I have the quadric form $$q(x_1,x_2,x_3,x_4) = x_1^2-x_2^2+x_3^2$$ on a 4-dimensional real vector space $V$, and I was asked to find a 3-dimensional isotropic subspace for that quadratic form.
I think it cannot exist and I tried to give a dimensional proof:
If such isotropic subspace $W$ exists, then $W\subset W^\bot$, so $\dim(W^\bot)\ge\dim(W)$. But then I would have $$4=\dim(V)=\dim(W)+\dim(W^\bot)\ge3+3$$ and this is a contraddiction.
However since the quadratic form is a degenerate form, I think that the equality $$\dim(V)=\dim(W)+\dim(W^\bot)$$ does not hold.
Any hint?
Expanding on my comment. This is a bit too long to itself be a comment.
I was a little sloppy in what I said; it's not that $S$ can only be in $V_3$, it's just that that is the only case that matters.
All isotropic vectors are of the form $v_3 + v_0$ where $v_3 \in V_3$ is isotropic and $v_0 \in V^\perp$. Looking for non-degenerate isotropic vectors means looking for isotropic vectors of $V_3$.
If $S$ contains some $v_0$ then it is spanned by $v_3, v_0$. Completing $S$ to an isotropic 3-space requires another isotropic $v_3'$ orthogonal to $v_3$, so $v_3, v_3'$ span a totally isotropic plane in $V_3$.

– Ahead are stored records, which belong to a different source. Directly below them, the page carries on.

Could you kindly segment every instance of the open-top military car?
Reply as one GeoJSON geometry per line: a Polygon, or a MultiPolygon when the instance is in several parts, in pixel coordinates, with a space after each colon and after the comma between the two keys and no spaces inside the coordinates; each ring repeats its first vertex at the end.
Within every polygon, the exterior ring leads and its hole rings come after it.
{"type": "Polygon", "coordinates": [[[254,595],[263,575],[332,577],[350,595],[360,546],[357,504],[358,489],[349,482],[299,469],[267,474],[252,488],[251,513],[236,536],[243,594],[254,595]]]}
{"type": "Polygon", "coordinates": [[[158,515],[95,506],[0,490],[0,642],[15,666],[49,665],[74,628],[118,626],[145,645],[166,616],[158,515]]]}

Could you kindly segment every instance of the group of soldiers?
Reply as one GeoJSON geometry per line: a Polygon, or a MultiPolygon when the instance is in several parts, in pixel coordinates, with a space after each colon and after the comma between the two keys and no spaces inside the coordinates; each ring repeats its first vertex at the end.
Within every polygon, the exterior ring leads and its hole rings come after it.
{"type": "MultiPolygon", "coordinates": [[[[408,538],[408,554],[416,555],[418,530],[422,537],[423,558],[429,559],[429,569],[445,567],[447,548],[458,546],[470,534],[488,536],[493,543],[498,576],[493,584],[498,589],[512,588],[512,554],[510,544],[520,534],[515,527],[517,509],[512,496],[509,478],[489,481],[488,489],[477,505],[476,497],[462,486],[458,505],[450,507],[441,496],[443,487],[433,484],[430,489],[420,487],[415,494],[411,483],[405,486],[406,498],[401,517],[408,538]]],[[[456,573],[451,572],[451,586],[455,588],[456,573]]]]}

If $S$ does not contain some $v_0$, then it is spanned by $v_3+v_0$ and $v_3'+\alpha v_0$ for some $\alpha$. If $v_3, v_3'$ are orthogonal then they span a totally isotropic plane in $V_3$, so assume otherwise. Clearly $w = v_3'-\alpha v_3 \in V_3\cap S$. The map $L(x) = x + \beta\langle x, w\rangle v_0$ fixes $w$ and $v_0$ and is an invertible linear isometry for each scalar $\beta \not= 0$. We can choose $\beta$ so that $L(v_3 + v_0) = v_3$, so the image of $S$ under $L$ is a totally isotropic plane in $V_3$.